Result: 60% cache hit rate, 80% reduction in OpenAI API costs

2. Async Processing

import asyncio
from typing import List

async def process_documents_async(documents: List[str]):
    """Process multiple documents concurrently"""
    tasks = [process_single_document(doc) for doc in documents]
    results = await asyncio.gather(*tasks)
    return results

# Reduced document processing time from 2 hours to 15 minutes

3. Prompt Optimization

Reduced token usage by 40% through prompt engineering:

OPTIMIZED_PROMPT = """Answer the question based solely on the provided context. 
Be concise but complete. If unsure, say "I don't have enough information."

Context: {context}

Question: {question}

Answer:"""

# vs original verbose prompt (300 tokens → 180 tokens)

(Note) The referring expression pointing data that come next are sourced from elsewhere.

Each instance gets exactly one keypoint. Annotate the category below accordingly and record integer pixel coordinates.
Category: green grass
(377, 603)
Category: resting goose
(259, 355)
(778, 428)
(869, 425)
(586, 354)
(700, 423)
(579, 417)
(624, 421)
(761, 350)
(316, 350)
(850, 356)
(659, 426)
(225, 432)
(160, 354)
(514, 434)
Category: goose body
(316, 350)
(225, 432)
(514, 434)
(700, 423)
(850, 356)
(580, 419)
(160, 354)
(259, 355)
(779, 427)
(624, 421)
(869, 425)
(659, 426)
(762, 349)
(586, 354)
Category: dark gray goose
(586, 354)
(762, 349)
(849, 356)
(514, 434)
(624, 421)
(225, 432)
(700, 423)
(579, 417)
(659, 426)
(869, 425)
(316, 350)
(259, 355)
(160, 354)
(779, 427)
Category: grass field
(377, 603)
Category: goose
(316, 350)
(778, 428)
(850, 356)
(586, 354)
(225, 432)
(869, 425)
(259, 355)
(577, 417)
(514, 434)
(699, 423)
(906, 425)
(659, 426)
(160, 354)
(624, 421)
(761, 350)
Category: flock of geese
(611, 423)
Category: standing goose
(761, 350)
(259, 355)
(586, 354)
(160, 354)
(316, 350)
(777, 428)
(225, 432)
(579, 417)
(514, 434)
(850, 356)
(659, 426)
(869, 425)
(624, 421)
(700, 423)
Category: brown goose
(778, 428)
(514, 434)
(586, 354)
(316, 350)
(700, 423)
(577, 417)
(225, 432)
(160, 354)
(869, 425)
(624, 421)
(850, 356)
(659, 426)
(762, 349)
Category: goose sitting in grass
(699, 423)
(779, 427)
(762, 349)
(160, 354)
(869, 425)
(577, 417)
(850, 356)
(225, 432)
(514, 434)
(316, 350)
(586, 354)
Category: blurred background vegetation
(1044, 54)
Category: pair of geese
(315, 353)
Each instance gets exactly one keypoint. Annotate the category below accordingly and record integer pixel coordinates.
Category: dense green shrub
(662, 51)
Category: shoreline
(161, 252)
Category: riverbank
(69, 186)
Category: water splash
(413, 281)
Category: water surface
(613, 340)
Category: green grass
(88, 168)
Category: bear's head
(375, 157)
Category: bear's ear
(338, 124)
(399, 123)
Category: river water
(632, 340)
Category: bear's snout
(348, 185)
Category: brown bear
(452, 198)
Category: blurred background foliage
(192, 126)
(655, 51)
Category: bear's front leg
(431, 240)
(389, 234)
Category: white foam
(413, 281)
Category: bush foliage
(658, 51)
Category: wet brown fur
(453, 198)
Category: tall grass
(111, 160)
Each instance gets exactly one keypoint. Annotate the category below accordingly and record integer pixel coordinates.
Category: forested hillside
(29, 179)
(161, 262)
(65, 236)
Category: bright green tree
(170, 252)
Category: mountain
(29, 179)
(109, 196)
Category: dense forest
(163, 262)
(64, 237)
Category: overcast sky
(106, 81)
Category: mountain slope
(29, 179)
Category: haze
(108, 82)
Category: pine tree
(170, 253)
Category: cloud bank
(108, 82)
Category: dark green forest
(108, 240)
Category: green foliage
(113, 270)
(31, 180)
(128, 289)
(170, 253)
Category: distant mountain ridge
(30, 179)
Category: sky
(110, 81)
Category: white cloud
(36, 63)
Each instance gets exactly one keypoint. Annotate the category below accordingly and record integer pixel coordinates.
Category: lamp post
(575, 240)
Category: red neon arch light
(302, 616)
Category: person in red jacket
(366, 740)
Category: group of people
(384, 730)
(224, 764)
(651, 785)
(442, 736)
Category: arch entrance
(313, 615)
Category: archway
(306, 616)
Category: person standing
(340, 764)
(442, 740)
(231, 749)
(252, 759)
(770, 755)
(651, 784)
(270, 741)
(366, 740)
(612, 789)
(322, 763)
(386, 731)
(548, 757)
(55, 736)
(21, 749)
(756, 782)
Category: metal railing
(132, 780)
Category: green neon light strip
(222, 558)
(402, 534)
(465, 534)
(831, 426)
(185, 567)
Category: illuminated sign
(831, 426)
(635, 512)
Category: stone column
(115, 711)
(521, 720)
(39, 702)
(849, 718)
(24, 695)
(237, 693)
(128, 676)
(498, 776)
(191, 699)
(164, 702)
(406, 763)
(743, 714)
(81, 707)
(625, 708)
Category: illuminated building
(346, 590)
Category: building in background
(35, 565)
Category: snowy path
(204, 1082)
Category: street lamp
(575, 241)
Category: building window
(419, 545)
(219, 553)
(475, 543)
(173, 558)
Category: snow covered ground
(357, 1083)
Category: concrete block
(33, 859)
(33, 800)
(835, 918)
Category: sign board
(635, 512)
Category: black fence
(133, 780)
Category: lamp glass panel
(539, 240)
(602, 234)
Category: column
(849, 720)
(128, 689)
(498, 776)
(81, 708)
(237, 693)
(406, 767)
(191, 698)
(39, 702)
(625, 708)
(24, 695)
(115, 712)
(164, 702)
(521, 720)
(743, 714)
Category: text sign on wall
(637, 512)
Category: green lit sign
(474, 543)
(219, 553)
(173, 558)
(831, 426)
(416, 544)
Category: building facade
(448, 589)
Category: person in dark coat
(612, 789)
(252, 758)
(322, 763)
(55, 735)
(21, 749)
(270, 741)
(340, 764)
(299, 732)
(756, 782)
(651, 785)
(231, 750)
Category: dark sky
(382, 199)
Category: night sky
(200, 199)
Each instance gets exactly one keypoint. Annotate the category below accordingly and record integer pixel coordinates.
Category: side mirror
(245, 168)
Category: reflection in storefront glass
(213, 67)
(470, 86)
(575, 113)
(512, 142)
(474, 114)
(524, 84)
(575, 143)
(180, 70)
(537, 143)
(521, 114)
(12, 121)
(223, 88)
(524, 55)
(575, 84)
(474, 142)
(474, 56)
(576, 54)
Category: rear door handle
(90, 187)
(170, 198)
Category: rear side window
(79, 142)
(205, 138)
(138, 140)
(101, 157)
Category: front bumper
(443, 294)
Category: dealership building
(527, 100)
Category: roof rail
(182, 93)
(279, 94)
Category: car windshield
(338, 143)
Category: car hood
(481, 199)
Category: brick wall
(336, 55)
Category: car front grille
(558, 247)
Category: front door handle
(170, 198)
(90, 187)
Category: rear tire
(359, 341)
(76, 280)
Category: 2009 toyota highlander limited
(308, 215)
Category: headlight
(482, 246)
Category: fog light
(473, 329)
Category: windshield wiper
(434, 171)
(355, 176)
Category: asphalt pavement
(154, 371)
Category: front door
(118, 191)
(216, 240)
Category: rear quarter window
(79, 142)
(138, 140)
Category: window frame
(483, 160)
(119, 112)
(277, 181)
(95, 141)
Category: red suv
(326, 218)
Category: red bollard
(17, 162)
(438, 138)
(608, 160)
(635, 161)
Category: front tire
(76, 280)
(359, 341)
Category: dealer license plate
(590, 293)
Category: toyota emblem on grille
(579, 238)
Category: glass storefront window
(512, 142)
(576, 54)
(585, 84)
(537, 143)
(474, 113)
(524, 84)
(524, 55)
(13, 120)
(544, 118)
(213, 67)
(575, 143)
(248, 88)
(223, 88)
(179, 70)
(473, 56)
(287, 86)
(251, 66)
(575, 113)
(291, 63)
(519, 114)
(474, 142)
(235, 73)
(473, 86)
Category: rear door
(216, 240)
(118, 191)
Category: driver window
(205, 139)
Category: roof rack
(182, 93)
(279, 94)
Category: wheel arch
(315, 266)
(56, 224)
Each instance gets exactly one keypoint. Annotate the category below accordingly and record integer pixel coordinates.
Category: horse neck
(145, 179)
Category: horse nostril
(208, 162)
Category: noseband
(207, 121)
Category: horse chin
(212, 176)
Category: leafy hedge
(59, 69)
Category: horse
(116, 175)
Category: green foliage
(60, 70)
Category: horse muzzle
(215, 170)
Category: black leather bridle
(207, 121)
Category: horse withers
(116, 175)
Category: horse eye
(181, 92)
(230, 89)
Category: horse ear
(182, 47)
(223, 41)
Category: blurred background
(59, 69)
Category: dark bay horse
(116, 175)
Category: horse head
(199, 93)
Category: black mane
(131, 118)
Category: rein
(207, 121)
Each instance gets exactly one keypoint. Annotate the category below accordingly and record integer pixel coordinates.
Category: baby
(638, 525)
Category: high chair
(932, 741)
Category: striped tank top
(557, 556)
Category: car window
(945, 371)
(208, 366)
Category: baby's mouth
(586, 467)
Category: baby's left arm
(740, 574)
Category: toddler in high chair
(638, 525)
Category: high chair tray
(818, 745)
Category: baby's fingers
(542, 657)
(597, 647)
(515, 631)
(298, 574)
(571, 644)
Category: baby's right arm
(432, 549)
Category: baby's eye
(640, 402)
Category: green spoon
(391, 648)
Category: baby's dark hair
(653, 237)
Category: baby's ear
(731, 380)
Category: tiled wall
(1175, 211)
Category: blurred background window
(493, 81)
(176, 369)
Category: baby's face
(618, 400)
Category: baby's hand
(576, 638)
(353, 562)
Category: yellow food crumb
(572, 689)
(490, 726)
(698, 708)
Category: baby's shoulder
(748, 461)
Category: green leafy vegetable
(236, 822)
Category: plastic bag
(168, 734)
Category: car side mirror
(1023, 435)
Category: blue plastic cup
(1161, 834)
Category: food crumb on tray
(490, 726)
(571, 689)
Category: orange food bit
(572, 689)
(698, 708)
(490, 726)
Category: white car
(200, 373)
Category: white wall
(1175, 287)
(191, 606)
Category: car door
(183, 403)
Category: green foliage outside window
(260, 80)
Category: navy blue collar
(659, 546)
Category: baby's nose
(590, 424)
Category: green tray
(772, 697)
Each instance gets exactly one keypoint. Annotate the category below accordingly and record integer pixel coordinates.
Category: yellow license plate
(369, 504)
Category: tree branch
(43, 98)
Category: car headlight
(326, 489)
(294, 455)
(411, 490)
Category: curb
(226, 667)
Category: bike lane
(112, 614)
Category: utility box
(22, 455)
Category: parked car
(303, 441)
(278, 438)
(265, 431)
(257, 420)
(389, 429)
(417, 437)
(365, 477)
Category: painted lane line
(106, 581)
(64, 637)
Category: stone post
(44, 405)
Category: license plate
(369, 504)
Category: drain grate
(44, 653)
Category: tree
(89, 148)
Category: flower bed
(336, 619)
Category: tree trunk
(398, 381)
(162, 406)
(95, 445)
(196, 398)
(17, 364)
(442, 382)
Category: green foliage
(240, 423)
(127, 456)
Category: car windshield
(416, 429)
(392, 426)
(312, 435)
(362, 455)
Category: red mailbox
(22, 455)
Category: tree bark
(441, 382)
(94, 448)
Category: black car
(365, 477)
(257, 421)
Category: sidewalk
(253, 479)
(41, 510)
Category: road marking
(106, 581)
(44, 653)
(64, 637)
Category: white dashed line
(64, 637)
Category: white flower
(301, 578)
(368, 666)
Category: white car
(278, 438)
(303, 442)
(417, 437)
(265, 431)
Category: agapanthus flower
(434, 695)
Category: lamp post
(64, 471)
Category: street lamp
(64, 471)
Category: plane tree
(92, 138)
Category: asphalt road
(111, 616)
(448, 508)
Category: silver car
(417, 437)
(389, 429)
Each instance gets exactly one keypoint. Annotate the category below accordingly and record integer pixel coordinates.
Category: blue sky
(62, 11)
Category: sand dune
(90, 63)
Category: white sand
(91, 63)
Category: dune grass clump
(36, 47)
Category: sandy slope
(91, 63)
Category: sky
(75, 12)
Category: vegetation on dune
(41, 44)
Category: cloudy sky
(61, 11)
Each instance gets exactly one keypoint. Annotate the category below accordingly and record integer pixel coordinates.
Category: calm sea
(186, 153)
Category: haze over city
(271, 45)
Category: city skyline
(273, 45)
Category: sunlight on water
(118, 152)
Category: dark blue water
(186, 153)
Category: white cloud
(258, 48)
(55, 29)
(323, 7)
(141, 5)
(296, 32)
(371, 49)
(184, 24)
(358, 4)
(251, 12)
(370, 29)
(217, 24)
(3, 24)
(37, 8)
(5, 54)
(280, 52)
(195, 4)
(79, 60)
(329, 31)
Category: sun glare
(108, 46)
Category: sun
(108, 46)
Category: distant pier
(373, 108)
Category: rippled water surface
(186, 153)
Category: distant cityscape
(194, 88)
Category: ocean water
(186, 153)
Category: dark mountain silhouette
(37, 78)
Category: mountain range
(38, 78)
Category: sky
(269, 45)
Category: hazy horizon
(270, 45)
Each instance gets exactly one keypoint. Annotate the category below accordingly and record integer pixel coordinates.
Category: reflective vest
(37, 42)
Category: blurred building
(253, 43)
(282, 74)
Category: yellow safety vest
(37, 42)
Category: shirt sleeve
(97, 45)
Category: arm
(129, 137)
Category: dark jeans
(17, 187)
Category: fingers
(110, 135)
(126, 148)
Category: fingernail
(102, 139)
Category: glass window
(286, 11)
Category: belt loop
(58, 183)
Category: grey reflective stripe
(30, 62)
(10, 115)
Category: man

Monitoring & Observability

Custom Metrics

from prometheus_client import Counter, Histogram
import time

query_counter = Counter('chatbot_queries_total', 'Total queries')
query_duration = Histogram('chatbot_query_duration_seconds', 'Query duration')
relevance_score = Histogram('chatbot_relevance_score', 'Relevance score')

@query_duration.time()
async def query_with_metrics(question: str):
    query_counter.inc()
    
    result = chatbot.query(question)
    
    # Track relevance
    score = calculate_relevance(result)
    relevance_score.observe(score)
    
    return result

Alerting

Response time > 3s → Page on-call
Relevance score < 0.7 → Create ticket
Error rate > 1% → Alert engineering

Results & Impact

Performance Metrics:

Response Time: Average 1.8s (95th percentile: 2.5s)
Accuracy: 92% relevance score (human evaluation)
Availability: 99.9% uptime
Throughput: 50K queries/day peak

Business Impact:

Time Saved: 15 hours/employee/month on average
Cost Reduction: $200K annually vs traditional search
User Satisfaction: 4.6/5 rating
Adoption: 85% of employees using weekly

Cost Optimization:

Caching reduced OpenAI costs by 80%
Average cost per query: $0.008
Monthly infrastructure: $1,200

Challenges & Solutions

Challenge 1: Hallucinations

Problem: LLM occasionally fabricated information not in documents

Solution:

Strict prompt engineering with "only use context" instruction
Confidence scoring with source attribution
Fallback to "I don't know" for low confidence

Challenge 2: Long Document Handling

Problem: Important context spread across multiple chunks

Solution:

Implemented parent document retrieval
Context window optimization
Map-reduce for multi-document queries

Challenge 3: Cost at Scale

Problem: OpenAI costs scaling linearly with usage

Solution:

Multi-tier caching strategy
Prompt compression
Batch processing for indexing
Consider fine-tuned models for future

Future Enhancements

Multi-modal Support: Add image and table understanding
Fine-tuned Models: Custom model for domain-specific queries
Active Learning: User feedback loop for continuous improvement
Multi-language: Support for Spanish and French documents
Advanced Analytics: Query pattern analysis and auto-suggestions

Key Learnings

Chunking Strategy Matters: Spent 2 weeks optimizing chunk size and overlap - huge impact on relevance
Hybrid Search Wins: Combining semantic + keyword search improved accuracy by 15%
Caching is Critical: Early caching implementation saved thousands in API costs
User Feedback Loop: Regular evaluation with actual users prevented drift
Start Simple: MVP with basic RAG, then iterate based on real usage

Technical Highlights

Scalable Architecture: Horizontally scalable with container orchestration
Production-Ready: Comprehensive logging, monitoring, and alerting
Cost-Optimized: Multi-level caching and efficient resource usage
High Quality: 92% relevance through careful engineering
Well-Tested: 85% code coverage with integration tests

This project demonstrates end-to-end AI/ML engineering: from data processing to production deployment at scale with real business impact.